Em outro momento Cardoso descreve essa força expressiva primitiva como “Aquela zona ‘primitiva’ ou ‘abaixo’ da interpretação” (CARDOSO, 2013, p. 179). Assim vemos que na produção de ambos os contextos delineados reside essa força expressiva que tende à destruição dos códigos e sistemas linguísticos mais tradicionais, bem como tende à obliteração de um passado (e até de um futuro) histórico, na abertura da fenda de um presente vertiginoso arriscado. Vemos também que as emergências desses processos de desconstrução estão em muitas instâncias atadas à violência do corpo em performance.
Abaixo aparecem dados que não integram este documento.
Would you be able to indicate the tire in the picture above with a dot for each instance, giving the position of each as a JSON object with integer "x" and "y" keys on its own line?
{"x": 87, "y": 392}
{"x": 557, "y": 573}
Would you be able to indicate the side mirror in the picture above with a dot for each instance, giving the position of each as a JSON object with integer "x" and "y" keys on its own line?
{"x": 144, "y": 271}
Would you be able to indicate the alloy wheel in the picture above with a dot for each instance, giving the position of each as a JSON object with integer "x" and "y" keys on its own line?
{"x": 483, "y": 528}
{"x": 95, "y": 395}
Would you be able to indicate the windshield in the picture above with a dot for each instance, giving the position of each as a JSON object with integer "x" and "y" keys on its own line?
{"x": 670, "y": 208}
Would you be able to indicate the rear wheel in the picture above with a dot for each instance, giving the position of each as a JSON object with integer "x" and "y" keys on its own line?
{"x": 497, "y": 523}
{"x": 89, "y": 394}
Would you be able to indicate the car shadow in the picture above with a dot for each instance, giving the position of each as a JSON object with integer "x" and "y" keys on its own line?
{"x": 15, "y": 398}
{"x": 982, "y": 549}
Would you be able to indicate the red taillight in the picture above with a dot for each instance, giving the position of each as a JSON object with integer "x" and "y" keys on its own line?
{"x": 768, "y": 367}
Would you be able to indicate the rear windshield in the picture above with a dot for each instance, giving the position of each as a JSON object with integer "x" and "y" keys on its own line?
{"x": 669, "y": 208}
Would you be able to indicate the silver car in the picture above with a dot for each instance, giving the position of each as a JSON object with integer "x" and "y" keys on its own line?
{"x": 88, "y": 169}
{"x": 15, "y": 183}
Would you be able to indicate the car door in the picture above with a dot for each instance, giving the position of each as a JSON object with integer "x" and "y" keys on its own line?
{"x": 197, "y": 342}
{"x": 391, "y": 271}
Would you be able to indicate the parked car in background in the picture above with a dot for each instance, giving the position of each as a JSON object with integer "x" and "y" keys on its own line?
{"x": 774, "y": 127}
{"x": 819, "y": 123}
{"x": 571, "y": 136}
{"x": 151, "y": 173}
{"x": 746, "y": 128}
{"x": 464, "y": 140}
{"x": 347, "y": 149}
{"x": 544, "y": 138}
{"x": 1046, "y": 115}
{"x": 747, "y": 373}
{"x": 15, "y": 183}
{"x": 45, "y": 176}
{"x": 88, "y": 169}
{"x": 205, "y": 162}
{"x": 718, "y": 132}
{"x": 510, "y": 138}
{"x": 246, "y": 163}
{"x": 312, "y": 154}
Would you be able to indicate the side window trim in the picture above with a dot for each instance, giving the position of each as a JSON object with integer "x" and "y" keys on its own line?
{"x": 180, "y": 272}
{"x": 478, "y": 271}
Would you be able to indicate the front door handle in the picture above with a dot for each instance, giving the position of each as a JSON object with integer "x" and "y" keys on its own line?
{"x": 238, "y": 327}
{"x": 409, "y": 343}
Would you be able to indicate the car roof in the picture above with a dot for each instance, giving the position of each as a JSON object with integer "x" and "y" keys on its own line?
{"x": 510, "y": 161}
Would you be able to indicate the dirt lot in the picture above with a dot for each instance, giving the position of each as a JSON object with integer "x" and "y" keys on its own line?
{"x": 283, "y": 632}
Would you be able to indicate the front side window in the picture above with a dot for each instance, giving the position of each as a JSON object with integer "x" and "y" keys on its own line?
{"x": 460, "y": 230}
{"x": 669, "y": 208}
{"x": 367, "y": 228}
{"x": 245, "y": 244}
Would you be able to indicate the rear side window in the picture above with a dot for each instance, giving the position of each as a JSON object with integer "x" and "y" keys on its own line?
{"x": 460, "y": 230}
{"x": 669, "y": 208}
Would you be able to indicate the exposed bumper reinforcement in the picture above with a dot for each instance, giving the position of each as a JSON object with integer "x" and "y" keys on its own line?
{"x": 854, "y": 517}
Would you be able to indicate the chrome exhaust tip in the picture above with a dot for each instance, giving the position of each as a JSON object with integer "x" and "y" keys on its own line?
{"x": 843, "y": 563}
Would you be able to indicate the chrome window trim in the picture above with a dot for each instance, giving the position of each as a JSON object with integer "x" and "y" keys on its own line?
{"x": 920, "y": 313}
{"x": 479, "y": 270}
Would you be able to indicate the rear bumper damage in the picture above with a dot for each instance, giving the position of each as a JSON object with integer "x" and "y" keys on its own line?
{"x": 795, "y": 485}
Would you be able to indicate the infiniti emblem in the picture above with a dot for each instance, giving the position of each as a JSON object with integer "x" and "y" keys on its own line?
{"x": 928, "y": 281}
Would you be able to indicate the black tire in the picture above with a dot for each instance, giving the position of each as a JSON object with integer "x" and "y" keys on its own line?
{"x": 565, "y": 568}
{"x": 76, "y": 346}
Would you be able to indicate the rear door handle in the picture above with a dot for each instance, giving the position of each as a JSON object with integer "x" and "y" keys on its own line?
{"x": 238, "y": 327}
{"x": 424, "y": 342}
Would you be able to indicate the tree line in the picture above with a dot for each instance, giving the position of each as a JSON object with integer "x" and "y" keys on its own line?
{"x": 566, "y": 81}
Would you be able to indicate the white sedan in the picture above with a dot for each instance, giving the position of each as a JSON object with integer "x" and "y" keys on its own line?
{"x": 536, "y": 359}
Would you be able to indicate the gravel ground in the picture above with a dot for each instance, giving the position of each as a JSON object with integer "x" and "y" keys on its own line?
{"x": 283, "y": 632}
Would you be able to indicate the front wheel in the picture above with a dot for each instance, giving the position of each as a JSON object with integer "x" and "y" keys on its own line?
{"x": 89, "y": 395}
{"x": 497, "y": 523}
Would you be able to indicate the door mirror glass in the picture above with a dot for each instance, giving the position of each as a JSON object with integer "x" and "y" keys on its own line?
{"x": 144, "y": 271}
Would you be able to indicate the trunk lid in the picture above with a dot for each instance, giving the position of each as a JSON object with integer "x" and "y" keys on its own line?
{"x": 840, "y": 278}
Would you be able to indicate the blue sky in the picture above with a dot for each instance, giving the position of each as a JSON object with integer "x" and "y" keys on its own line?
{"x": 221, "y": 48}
Nesses eventos culturais, há, pois, uma implicação necessária dos corpos em movimento, da música em si como movimento e da expressão poética como fato inicial da performance, seja em registro ou em co-presença.

Paul Zumthor, ao falar da poesia medieval, afirma que “[...] a voz humana, a transmissão da poesia, entre os séculos X e XIV, exigiu o gesto humano; e, além disso, enquanto essa voz poética tendia ao canto, o gesto poético tendia à dança, sua última realização. Insisto nesse ponto, a meu ver, crucial” (ZUMTHOR, 2001, p. 249). Mais uma vez, reforço as imagens da dança e do dançarino-poeta como veículos e sujeitos literários, imagens já sugeridas pelas falas de Patti Smith e Liliana Coutinho e que serão importantes a seguir, no fechamento deste primeiro capítulo.